17      Enfin, il convient de relever que le requérant n’a ni établi ni même invoqué l’existence d’un cas fortuit ou de force majeure permettant de déroger au délai en cause sur la base de l’article 45, second alinéa, du statut de la Cour de justice, applicable à la procédure devant le Tribunal en vertu de l’article 53 dudit statut.

18      Il résulte de l’ensemble des considérations qui précèdent que le recours doit être rejeté comme étant manifestement irrecevable.

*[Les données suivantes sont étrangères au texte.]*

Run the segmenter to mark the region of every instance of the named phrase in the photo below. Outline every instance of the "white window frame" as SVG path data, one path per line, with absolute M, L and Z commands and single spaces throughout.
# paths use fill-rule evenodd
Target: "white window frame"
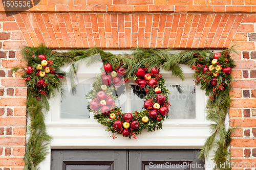
M 116 54 L 119 54 L 120 51 L 111 52 Z M 129 51 L 125 52 L 129 53 Z M 188 84 L 194 84 L 192 75 L 194 71 L 187 66 L 181 65 L 181 68 L 185 76 L 187 77 L 187 80 L 182 81 L 179 78 L 173 78 L 173 84 L 188 84 L 188 81 L 192 81 Z M 163 69 L 161 70 L 161 74 L 164 78 L 166 78 L 166 84 L 168 84 L 167 77 L 170 77 L 171 72 L 164 71 Z M 93 70 L 91 70 L 91 74 L 96 75 Z M 49 145 L 49 152 L 50 149 L 200 149 L 203 145 L 205 140 L 211 134 L 209 126 L 210 122 L 206 119 L 204 111 L 208 96 L 205 95 L 204 91 L 200 89 L 199 86 L 196 86 L 196 112 L 201 113 L 200 117 L 192 121 L 189 119 L 166 119 L 163 122 L 162 129 L 149 132 L 145 130 L 143 130 L 141 135 L 138 135 L 137 140 L 122 137 L 120 135 L 117 135 L 118 138 L 113 139 L 110 136 L 113 134 L 105 131 L 106 127 L 94 119 L 53 121 L 52 117 L 54 117 L 56 112 L 60 112 L 60 107 L 57 108 L 56 105 L 53 106 L 54 100 L 55 100 L 55 103 L 56 100 L 60 101 L 59 94 L 56 98 L 50 100 L 51 110 L 46 117 L 48 133 L 53 137 L 53 140 Z M 202 100 L 203 102 L 199 102 L 200 100 Z M 228 119 L 227 119 L 226 125 L 228 126 Z M 207 165 L 214 164 L 210 158 L 206 160 L 205 163 Z M 39 166 L 41 169 L 50 169 L 50 165 L 51 154 L 49 154 L 46 156 L 46 159 L 39 164 Z M 213 167 L 213 166 L 206 167 L 205 169 L 212 169 Z

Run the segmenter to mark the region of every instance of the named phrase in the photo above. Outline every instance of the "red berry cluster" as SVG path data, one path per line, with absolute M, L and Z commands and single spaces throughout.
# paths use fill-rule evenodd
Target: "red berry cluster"
M 31 79 L 30 78 L 30 77 L 29 76 L 27 78 L 25 78 L 23 80 L 24 80 L 25 81 L 29 81 L 31 80 Z

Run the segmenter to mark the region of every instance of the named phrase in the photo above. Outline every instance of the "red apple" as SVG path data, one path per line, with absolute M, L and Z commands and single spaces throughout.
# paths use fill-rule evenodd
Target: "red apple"
M 133 115 L 131 113 L 125 113 L 123 116 L 123 119 L 125 122 L 131 122 L 133 120 Z
M 31 75 L 34 72 L 34 69 L 33 69 L 33 67 L 31 67 L 31 66 L 28 66 L 28 68 L 27 68 L 27 73 L 28 75 Z
M 99 103 L 95 101 L 92 101 L 90 103 L 90 108 L 93 110 L 97 110 L 99 108 L 99 106 L 98 105 Z
M 36 86 L 41 87 L 44 85 L 44 79 L 39 79 L 36 83 Z
M 37 57 L 39 58 L 41 61 L 46 60 L 46 56 L 43 54 L 39 54 L 37 56 Z
M 144 88 L 146 86 L 146 81 L 144 79 L 140 79 L 138 82 L 138 85 L 141 88 Z
M 106 72 L 112 72 L 113 71 L 112 66 L 111 66 L 111 65 L 110 65 L 110 63 L 106 63 L 106 64 L 104 65 L 103 68 L 105 70 L 105 71 L 106 71 Z
M 137 72 L 135 72 L 135 75 L 138 77 L 144 77 L 145 74 L 145 70 L 142 68 L 138 68 Z
M 106 98 L 106 94 L 105 94 L 105 93 L 103 91 L 100 91 L 97 93 L 97 97 L 98 99 L 99 99 L 100 100 L 102 100 Z
M 154 104 L 153 105 L 153 108 L 154 109 L 156 109 L 156 110 L 158 110 L 160 108 L 160 105 L 157 103 L 156 103 L 155 104 Z
M 155 79 L 151 78 L 147 82 L 147 84 L 148 84 L 150 87 L 155 88 L 157 86 L 157 81 Z
M 220 57 L 221 56 L 221 53 L 215 53 L 214 54 L 214 58 L 215 59 L 218 59 L 219 57 Z
M 106 101 L 105 101 L 104 100 L 102 100 L 102 101 L 100 101 L 100 102 L 99 102 L 99 106 L 103 107 L 105 106 L 106 106 Z
M 106 100 L 106 106 L 112 106 L 112 105 L 115 103 L 115 100 L 112 98 L 108 98 Z
M 169 113 L 169 109 L 168 109 L 167 107 L 162 107 L 159 109 L 159 113 L 163 116 L 165 116 Z
M 116 118 L 116 114 L 115 113 L 111 113 L 110 114 L 110 118 L 112 119 Z
M 154 67 L 151 69 L 151 71 L 150 72 L 153 75 L 157 75 L 159 73 L 159 70 L 157 67 Z
M 122 131 L 122 135 L 124 137 L 128 137 L 131 134 L 131 130 L 129 129 L 123 129 Z
M 155 89 L 155 92 L 157 94 L 160 93 L 161 92 L 161 88 L 158 87 L 156 87 L 156 88 Z
M 153 119 L 157 118 L 158 115 L 158 111 L 155 109 L 151 110 L 149 114 L 150 117 Z
M 150 80 L 151 79 L 151 75 L 149 73 L 147 73 L 144 76 L 144 79 L 146 80 Z
M 50 73 L 54 75 L 55 73 L 55 71 L 54 69 L 51 69 L 51 71 L 50 71 Z
M 100 111 L 101 111 L 101 113 L 102 113 L 103 114 L 107 115 L 110 113 L 110 108 L 109 106 L 103 106 L 101 108 Z
M 121 120 L 116 120 L 114 123 L 113 126 L 116 129 L 120 129 L 123 127 L 123 122 Z
M 119 87 L 122 85 L 122 81 L 119 77 L 114 77 L 113 79 L 113 82 L 117 87 Z
M 223 67 L 222 68 L 222 71 L 223 71 L 224 73 L 225 73 L 227 75 L 229 75 L 231 74 L 231 71 L 232 70 L 232 69 L 230 66 L 228 66 L 227 67 Z
M 134 120 L 131 123 L 131 128 L 133 130 L 136 130 L 139 126 L 140 123 L 137 120 Z
M 204 74 L 206 72 L 206 71 L 209 71 L 209 68 L 205 65 L 204 68 L 203 68 L 203 72 Z
M 125 74 L 125 72 L 126 71 L 126 70 L 125 68 L 121 67 L 117 69 L 117 76 L 119 77 L 122 77 L 124 74 Z
M 159 94 L 157 95 L 156 100 L 157 103 L 159 104 L 159 105 L 162 105 L 165 102 L 165 96 L 162 94 Z
M 210 84 L 212 86 L 215 86 L 217 84 L 217 79 L 216 78 L 213 78 L 210 81 Z
M 150 101 L 146 101 L 144 103 L 144 108 L 145 109 L 147 109 L 148 107 L 151 107 L 151 108 L 153 108 L 153 104 Z
M 112 79 L 111 79 L 111 76 L 110 75 L 106 75 L 103 77 L 102 83 L 104 85 L 109 85 L 112 82 Z

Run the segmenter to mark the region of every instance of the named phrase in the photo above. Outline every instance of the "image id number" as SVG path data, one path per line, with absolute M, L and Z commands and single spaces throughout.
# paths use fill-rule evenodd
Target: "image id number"
M 30 7 L 30 1 L 4 1 L 3 2 L 3 5 L 4 5 L 4 7 Z

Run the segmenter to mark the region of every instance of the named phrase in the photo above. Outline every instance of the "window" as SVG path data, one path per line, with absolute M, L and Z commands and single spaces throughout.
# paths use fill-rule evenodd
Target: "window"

19      Dans ces conditions, il n’y a pas lieu de statuer sur les demandes de procédure accélérée et de jugement par priorité.

 Sur les dépens

20      La présente ordonnance ayant été adoptée avant que le Conseil n’ait pu exposer de dépens, il suffit de décider que le requérant supportera ses propres dépens, conformément à l’article 87, paragraphe 1, du règlement de procédure.

Par ces motifs,

LE TRIBUNAL (cinquième chambre)

ordonne :

1)      Le recours est rejeté.

2)      M. Laurent Gbagbo supportera ses propres dépens.

3)      Il n’y a pas lieu de statuer sur les demandes de procédure accélérée et de jugement par priorité.

Fait à Luxembourg, le 13 juillet 2011.

Le greffier

 

       Le président

E. Coulon

 

       S. Papasavvas


* Langue de procédure : le français.